The Elephant Butte Irrigation District board heard an update last week about the winter snowpack, which turns into spring snowmelt and feeds the Rio Grande each year. A major basin in southern Colorado is sitting at 151 percent of average for its snowpack, said Phil King, consultant water engineer for the district.
“The Upper Rio Grande is the big one; it’s well over average,” he told EBID board members.
A month ago, the same basin was at 143 percent of average.
Other basins in the southern Rocky Mountains that contribute to Rio Grande runoff also are above average, King said…
Snowpack in southern Colorado mountains affecting the Rio Grande was nearly 50 percent greater than a year ago, according to a Natural Resources Conservation Service report released Wednesday.
The district already has a small amount of water in storage in upstream reservoirs – Elephant Butte Lake and Caballo Reservoir – which is enough to issue farmers nearly a 6 acre-inches per acre allotment. The runoff will add to that.
Early federal forecasts are predicting a bumper spring runoff for the Rio Grande. But King said he’s more cautious in his outlook because hefty snowpack numbers haven’t translated into strong runoff in recent years.
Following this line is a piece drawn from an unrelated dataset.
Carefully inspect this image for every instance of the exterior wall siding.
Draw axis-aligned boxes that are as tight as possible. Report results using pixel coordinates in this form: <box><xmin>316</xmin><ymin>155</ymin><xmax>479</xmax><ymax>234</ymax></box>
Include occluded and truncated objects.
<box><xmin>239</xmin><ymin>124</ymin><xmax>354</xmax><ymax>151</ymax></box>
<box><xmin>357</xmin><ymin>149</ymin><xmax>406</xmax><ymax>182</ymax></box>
He said a shift in the environmental factors affecting runoff have thrown off forecasting models that worked in the past.
King said he’s preliminarily predicting EBID farmers could receive 18 to 24 acre-inches per acre of water for the season, a figure that includes both the 6 acre-inches already in storage and the possible new runoff.
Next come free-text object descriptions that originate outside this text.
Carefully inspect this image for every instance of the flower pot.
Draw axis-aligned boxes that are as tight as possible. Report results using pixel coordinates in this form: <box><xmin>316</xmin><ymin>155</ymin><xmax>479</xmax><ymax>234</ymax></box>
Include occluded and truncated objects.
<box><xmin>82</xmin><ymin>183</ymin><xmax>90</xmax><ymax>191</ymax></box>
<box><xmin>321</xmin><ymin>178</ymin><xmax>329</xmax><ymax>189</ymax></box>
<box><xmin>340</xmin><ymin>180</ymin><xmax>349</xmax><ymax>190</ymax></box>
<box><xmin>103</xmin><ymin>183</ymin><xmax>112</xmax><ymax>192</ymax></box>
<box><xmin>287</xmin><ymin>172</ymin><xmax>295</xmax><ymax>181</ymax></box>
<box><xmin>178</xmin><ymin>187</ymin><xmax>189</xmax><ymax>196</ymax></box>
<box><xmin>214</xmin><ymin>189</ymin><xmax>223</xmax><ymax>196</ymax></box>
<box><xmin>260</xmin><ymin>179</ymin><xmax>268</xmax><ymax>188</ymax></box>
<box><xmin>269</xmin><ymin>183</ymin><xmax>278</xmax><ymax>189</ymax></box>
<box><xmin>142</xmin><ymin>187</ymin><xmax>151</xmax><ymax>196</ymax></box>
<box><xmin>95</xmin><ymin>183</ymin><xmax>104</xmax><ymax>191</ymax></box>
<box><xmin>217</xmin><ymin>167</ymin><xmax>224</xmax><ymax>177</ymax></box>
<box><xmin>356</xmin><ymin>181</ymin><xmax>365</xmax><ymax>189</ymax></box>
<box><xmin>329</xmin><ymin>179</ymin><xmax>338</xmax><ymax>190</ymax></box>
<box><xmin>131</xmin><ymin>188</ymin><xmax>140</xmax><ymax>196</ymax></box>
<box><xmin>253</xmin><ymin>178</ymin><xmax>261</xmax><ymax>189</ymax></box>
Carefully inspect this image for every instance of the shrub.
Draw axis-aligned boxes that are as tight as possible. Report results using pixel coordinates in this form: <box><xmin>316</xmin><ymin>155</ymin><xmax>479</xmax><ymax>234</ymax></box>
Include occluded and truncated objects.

If 24 acre-inches – or 2 acre-feet – is eventually allotted by the district, it would be the most since 2010, when EBID farmers received the same amount.

From CBS Denver:
As of February 13, statewide snowpack was at a level normally seen around April 9 or 10. The dark blue line on the graph [above] shows the current average water content of roughly 16.3 inches.
Brian Domonkos, with the Colorado Snow Survey Program, says our current snowpack is the second highest since records began in 1986. Only 1997 was higher with an average water content of 18.4 inches.
With March and April being historically snowy months there’s a chance that the 30-year record set in 1997 could be challenged.